Com base no que determina a Constituição birmanesa, Min Aung Hlaing foi obrigado a abandonar suas funções militares para se tornar presidente.

Na segunda-feira, ele foi substituído no cargo de comandante das Forças Armadas por um de seus principais auxiliares, Ye Win Oo, ex-chefe da inteligência militar, considerado durante anos como "os olhos e ouvidos" de Min Aung Hlaing dentro do aparato militar.

A nomeação permitirá que ele continue controlando o Exército nos bastidores, segundo os analistas.

- "Legitimidade de fachada" -

Desde a independência em 1948, o Exército domina a vida política de Mianmar, apresentando-se como a única garantia de estabilidade e prosperidade para a nação.

Os generais flexibilizaram seu controle durante a década de interlúdio democrático entre 2011 e 2021, um período que impulsionou uma onda de reformas e alimentou o otimismo graças à enorme popularidade de Aung San Suu Kyi.

Mas os militares retomaram o poder alegando uma fraude eleitoral nunca comprovada.

Segundo analistas, a manobra concluída nesta sexta-feira com a eleição de Min Aung Hlaing como presidente busca, em parte, melhorar as relações diplomáticas de Mianmar e atrair mais investimentos estrangeiros.

Em janeiro, o especialista da ONU Tom Andrews considerou que as eleições legislativas eram uma tentativa de "fabricar uma legitimidade de fachada, enquanto a violência e a repressão prosseguiam sem trégua".

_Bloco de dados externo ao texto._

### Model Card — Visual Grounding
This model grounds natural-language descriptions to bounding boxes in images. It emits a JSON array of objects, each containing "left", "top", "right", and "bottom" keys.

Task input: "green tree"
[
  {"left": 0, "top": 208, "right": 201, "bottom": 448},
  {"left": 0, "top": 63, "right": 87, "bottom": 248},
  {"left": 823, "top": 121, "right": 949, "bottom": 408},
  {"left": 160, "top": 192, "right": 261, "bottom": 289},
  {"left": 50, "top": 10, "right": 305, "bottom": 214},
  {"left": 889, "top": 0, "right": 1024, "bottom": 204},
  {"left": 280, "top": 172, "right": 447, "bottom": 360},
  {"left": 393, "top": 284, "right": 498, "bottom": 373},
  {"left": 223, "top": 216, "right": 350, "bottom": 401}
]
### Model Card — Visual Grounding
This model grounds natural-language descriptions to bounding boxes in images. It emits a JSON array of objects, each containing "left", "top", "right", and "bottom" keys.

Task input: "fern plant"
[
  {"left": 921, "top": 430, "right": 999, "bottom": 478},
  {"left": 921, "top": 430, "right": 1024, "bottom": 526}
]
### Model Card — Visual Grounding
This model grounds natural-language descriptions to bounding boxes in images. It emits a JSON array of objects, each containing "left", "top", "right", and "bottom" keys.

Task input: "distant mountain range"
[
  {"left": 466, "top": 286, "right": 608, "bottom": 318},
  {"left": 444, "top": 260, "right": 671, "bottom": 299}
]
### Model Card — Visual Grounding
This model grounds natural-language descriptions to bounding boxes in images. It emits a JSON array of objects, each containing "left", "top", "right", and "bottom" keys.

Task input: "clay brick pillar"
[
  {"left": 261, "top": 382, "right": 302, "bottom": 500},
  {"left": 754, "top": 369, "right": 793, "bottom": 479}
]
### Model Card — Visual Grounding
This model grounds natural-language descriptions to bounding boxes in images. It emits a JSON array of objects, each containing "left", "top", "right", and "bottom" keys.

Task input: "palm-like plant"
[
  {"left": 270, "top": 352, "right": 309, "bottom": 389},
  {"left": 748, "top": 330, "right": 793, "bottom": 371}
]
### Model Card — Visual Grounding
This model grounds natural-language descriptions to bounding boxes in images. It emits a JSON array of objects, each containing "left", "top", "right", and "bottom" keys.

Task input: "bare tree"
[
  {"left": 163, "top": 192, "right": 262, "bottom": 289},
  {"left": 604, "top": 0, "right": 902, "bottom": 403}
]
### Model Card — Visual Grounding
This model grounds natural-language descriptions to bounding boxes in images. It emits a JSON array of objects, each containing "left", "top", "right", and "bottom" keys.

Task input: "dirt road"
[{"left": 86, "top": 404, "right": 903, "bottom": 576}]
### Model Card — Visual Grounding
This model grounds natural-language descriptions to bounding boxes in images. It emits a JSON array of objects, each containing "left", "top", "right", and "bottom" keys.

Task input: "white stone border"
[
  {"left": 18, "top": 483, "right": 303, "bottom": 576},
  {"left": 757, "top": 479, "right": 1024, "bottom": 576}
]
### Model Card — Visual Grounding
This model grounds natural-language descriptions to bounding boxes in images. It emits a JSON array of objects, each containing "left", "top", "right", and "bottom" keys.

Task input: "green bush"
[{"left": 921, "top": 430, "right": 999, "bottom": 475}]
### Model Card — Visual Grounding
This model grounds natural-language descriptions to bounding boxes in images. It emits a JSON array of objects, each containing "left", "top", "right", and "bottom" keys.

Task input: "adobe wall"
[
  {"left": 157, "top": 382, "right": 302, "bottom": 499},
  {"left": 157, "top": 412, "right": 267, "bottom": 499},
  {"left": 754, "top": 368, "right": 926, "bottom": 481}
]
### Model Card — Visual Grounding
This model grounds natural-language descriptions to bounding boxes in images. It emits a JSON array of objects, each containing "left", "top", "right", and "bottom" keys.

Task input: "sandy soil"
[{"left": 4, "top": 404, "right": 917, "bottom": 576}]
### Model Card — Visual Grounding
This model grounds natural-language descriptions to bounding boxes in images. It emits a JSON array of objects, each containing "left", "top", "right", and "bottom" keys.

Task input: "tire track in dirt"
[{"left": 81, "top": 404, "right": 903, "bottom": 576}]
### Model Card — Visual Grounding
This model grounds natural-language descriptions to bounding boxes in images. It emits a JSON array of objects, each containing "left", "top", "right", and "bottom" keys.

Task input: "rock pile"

O país está dilacerado por uma guerra civil desde o golpe de Estado de 2021, com militantes pró-democracia que pegaram em armas contra a junta, ao lado de movimentos armados de minorias étnicas historicamente em confronto com o poder central.

Não há um balanço oficial e as estimativas divergem amplamente. Segundo o grupo de monitoramento ACLED, mais de 90 mil pessoas morreram desde o início do conflito.

A ONU calcula que mais de 3,7 milhões de pessoas foram deslocadas pela guerra e que quase metade dos 50 milhões de habitantes de Mianmar vive abaixo da linha da pobreza.